Consequently, CV outcome studies have shown the safety and potential for CV benefits with drugs like liraglutide, semaglutide, dulaglutide, and albiglutide. In the analysis based on time-to-event, individuals with T2D who received liraglutide experienced a reduced incidence of CV-related death, nonfatal MI, or nonfatal stroke compared with those who received placebo. 16 Similarly, semaglutide, administered once weekly, showed superiority over standard therapy in reducing CV events among T2D patients at risk for CVD. 17 Dulaglutide, another weekly treatment, reduced the primary composite (first occurrence of the composite endpoint of nonfatal MI, nonfatal stroke, or death from CV causes) outcome by 12% compared with standard care. 18 Although albiglutide also exhibited CV protective effects in trials, 19 it was withdrawn from the market for economic reasons. Patients without T2D who had HF or CKD were shown to benefit from SGLT2i's cardiorenal effects, whereas patients with obesity and T2D were shown to benefit from treatment with GLP-1RA associated with reduction of CV events.

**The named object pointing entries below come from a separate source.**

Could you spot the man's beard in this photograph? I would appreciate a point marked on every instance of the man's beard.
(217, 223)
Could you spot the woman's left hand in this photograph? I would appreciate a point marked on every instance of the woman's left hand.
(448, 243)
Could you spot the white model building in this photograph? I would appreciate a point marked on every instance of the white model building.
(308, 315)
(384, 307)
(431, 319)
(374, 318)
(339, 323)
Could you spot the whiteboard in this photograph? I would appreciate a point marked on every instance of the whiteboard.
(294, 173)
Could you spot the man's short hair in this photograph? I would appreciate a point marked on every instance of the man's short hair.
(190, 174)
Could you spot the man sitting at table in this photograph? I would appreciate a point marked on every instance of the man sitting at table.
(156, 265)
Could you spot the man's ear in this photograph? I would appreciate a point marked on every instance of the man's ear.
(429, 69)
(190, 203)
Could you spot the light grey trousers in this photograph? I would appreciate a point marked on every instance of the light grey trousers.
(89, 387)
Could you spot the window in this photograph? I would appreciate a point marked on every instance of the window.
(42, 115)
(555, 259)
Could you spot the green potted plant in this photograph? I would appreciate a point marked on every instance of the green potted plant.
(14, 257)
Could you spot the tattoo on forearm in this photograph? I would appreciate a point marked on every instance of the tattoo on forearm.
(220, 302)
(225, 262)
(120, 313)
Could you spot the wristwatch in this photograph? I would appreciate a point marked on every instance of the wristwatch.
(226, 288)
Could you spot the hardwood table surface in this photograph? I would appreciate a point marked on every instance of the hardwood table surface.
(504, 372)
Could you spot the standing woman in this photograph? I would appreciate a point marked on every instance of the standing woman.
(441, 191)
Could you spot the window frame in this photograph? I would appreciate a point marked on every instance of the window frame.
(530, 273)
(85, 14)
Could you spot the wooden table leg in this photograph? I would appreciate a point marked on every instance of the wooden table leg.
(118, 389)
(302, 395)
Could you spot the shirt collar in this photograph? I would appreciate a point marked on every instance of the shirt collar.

In the absence of an RCT comparing the 2 classes of drugs, a recent meta-analysis of 11 RCTs included 98,572 patients, tried to guide cardiologists and diabetologists on their usefulness for cardiorenal protection. 20 At a medium follow-up of about 3.0 ± 1.3 years, there was no difference in the rates of reduction of the composite primary outcome between the two classes of drugs. Compared with optimal medical care, both drugs reduced MI rates and CV and all-cause mortality. Recent study, 21 “Coordinated Care to Improve Cardiovascular Therapies in Type 2 Diabetes,” conducted across 43 U.S. clinics, highlighted the success of a team-based, education-focused intervention. This approach significantly boosted the prescription of evidence-based therapies in adults with T2D and atherosclerotic cardiovascular disease (AVSCD). Notably, the intervention group has had a substantial increase in the prescription of all three recommended therapies (high-intensity statins, angiotensin-converting enzyme inhibitors or angiotensin receptor blockers [ACEis/ARBs], and SGLT2i/GLP-1RAs), with a remarkable 23.4% difference compared with the standard care group (P < 0.001).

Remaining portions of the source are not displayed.